This story was originally published by the WND News Center.
Officials in an Iowa city have repealed their ban on counseling for minors that deals with unwanted same-sex attractions and other issues after being warned it violated the First Amendment.
The dispute over such counseling has been a hot-button topic for the past few years, with leftists in governments and activist organizations insisting that such counseling should be banned to "protect" kids.
The point of the dispute is that if children express dislike for those feelings, and are counseled to a traditional sexual lifestyle, it destroys the argument from the LGBT ideology that people are "born that way" and cannot change.
Some court fights have ended up affirming the First Amendment violations; others have struck those bans down. The Supreme Court has yet to take up the issue.
The newest dispute developed in Waterloo, Iowa, which now has repealed a local ordinance that prevented counselors from providing minor clients with help to reduce or eliminate unwanted same-sex attractions, behaviors, or gender confusion.
The ordinance had been approved only a few weeks earlier, and it was to ban "verbal counseling meant to 'change behaviors or gender expressions' in gender-confused children. However, the city council recently voted 4-3 to repeal that ordinance before facing potentially costly litigation as similar bans in other cities have been ruled unconstitutional."
Liberty Counsel, a legal team that has worked on the issue multiple times, said it sent a letter to the city council showing that local governments in Iowa do not have the authority to regulate licensed counseling because the Iowa legislature has given that power solely to Iowa’s Board of Behavior Science.
"In addition, the letter explained that Waterloo’s ban on counseling therapy (erroneously called 'conversion therapy') was 'offensive to the First Amendment' because it banned counseling 'based on the viewpoint of that counseling,'" Liberty Counsel explained.
"The ordinance also left professional counselors guessing as to how far the city would go in punishing violators since the municipal code prescribed variable fines and jail time for ordinance violations."

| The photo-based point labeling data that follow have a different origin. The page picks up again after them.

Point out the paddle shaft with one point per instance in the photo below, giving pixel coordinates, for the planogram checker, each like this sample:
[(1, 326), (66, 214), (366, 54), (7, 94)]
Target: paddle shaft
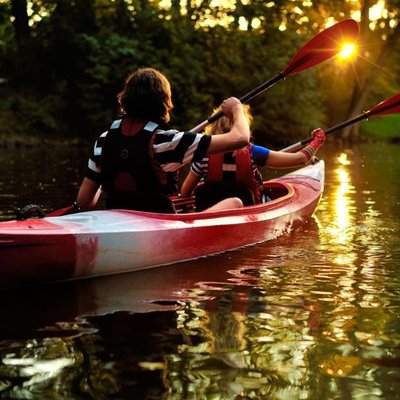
[(244, 99), (299, 145)]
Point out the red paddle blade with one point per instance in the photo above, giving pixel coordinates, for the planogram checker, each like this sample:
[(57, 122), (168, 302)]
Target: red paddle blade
[(325, 45), (389, 106)]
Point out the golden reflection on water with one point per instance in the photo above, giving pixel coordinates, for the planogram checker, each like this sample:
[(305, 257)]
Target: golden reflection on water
[(342, 230)]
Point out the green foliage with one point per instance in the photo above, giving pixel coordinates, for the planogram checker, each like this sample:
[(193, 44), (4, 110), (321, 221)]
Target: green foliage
[(66, 79), (384, 127)]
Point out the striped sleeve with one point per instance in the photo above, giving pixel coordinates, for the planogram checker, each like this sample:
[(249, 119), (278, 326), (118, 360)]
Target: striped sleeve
[(200, 168), (93, 171), (173, 149)]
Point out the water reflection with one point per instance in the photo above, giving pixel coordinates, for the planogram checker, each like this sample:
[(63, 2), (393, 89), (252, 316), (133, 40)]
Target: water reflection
[(312, 315)]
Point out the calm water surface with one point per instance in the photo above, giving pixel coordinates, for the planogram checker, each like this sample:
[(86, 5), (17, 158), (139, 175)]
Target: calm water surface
[(312, 315)]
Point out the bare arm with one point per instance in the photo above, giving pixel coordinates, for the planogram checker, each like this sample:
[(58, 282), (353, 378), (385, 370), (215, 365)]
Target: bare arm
[(88, 194), (189, 184), (238, 136), (279, 159)]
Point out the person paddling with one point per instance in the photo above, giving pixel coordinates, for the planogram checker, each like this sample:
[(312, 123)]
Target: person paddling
[(136, 161), (236, 174)]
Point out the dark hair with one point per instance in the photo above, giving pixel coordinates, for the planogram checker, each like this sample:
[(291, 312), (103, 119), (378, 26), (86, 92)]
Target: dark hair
[(146, 95)]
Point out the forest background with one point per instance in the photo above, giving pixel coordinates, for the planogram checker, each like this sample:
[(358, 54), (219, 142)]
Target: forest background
[(63, 63)]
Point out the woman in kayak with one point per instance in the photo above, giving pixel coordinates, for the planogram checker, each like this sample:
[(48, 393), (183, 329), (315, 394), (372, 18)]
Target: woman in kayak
[(136, 161), (237, 173)]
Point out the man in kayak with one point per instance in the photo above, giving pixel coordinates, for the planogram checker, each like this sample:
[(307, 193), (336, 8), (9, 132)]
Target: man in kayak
[(136, 161), (236, 174)]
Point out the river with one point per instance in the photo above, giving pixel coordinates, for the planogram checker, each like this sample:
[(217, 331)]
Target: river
[(312, 315)]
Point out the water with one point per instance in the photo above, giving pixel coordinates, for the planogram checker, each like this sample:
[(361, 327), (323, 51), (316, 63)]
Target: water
[(312, 315)]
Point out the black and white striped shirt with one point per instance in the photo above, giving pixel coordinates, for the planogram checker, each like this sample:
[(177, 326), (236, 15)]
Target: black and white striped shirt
[(172, 150)]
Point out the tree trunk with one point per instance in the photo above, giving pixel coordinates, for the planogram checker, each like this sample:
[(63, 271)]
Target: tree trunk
[(21, 23), (362, 90)]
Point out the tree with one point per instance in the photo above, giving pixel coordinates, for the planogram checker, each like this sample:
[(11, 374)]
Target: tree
[(377, 40)]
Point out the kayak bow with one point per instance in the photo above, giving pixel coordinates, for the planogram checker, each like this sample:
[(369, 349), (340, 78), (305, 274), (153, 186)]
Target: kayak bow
[(105, 242)]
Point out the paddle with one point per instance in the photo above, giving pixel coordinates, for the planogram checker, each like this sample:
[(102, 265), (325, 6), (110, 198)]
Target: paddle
[(321, 47), (388, 106)]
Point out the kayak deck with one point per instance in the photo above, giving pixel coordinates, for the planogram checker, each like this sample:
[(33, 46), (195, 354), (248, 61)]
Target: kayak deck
[(111, 241)]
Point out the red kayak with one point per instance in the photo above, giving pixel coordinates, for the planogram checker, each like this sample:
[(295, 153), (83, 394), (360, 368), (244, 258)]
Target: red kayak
[(105, 242)]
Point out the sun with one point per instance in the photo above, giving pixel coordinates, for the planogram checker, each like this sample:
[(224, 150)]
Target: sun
[(348, 51)]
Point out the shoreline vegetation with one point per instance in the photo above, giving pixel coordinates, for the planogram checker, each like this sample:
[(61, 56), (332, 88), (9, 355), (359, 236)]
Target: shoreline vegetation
[(380, 130)]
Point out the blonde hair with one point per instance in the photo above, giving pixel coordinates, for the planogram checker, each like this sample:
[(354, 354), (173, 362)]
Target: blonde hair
[(223, 124)]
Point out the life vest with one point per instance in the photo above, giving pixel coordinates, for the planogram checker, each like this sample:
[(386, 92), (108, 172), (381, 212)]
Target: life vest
[(235, 167), (127, 167)]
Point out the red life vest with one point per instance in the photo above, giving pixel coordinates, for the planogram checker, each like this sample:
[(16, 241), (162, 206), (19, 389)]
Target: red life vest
[(235, 167)]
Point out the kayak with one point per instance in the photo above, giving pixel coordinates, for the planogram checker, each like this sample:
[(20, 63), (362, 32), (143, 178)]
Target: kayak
[(102, 242)]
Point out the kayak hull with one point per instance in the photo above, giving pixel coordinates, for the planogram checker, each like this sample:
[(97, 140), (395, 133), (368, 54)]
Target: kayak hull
[(112, 241)]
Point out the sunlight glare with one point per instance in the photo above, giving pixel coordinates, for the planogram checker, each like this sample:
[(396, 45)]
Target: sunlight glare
[(348, 50)]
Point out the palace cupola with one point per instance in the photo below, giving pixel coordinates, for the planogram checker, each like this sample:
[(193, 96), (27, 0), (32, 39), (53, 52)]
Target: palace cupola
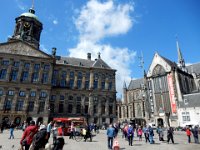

The 11th Circuit Court of Appeals recently struck down two similar ordinances in Florida, where local officials attempted to prohibit licensed counselors from providing voluntary counseling therapy to minors seeking help with unwanted gender confusion. The ruling was that the restrictions were unconstitutional under the First Amendment.
Liberty Counsel explained, "Under the laws that were struck down, a counselor could encourage a client to take life-altering hormone drugs or even undergo invasive surgery to remove healthy body parts but could not help a client who sought to overcome unwanted same-sex attractions, behavior, or confusion."